As middleweight prospect Louis Taylor
heads towards his fight against veteran Joe Riggs
at Friday's Strikeforce Challengers 10
in Phoenix, Ariz., he can look back at his Strikeforce debut setback last year as a positive learning experience.
After all, in under a year, he's gone from losing on a Strikeforce undercard bout to headlining a Strikeforce event on Showtime. Additionally, if he beats his name opponent, the local Chicago fighter could put himself on the map nationally.
"[Riggs is] definitely the most complete fighter I've faced and I'm a big fan of his, and he's paid his dues," Taylor tells MMAFighting.com. "Right now, basically he's in my way, so it's up to me to get him out of my way and keep it moving. I'm looking at him as an opportunity I need. It's a big step up so it's up to me to prove I belong in his category or above."
Last November, Taylor competed on the second fight of the Fedor vs. Rogers undercard and lost by strikes to Nate Moore. For Taylor, currently 6-1, it was his first taste of defeat.
There were many factors that made it difficult for Taylor to fight at his best. Taylor fought injured, which forced him to fight in a southpaw stance, and also welcomed a second child to the family.
"It was crazy, last year for that November fight, it was like everything that could went wrong, went wrong," Taylor said. "It's crazy to say but it was a blessing with me losing cause it gave me a chance to go through so much adversity."
Then there was also the inexperience of fighting for a major promotion for the first time.
"For my last Strikeforce fight, I got caught up in the hype, trying to sell the fight, trying to sell myself and what I do and who I am and my swagger and all that," he said. "Right now, winning is the best thing. You could promote yourself and the fight but winning the best promotion you could do for yourself."
Born and raised in the South Side of Chicago, Taylor began wrestling during junior year of high school and during his collegiate travels considered MMA after training experiences with other wrestler-turned-MMA fighters such as Brock Lesnar, Vladimir Matyushenko and Matt Hughes.
"Everywhere I went I was just surrounded by mixed martial artists and seeing the successes that they've all had -- I coached high school wrestling -- and it was like, 'I think I want to give [MMA] a shot rather than just trying to teach," Taylor said.
Since his first MMA loss, Taylor has reeled off back-to-back wins in 2010. His most recent fight was for Bellator in April when he scored a highlight-reel head kick in 68 seconds.
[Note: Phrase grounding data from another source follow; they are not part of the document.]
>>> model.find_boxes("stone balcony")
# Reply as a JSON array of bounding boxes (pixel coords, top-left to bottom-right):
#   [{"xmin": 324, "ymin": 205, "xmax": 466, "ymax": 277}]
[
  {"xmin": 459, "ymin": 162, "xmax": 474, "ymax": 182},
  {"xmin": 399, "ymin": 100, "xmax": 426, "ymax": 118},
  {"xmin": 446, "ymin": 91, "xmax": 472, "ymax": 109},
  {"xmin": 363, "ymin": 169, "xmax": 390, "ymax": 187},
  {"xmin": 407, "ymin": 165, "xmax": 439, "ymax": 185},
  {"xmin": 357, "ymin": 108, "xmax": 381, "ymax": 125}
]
Taylor hopes to translate that aggressive style Friday night to a live television audience.
"I definitely need to come out on top and get a victory to showcase what I'm all about and try to gain as many fans as I can from the Phoenix [crowd] as well as the television exposure, and try my best to make myself a household figure and a name that people recognize and a talent they respect," Taylor said. "So win or lose, I'm always going to look to go out and impress the crowd."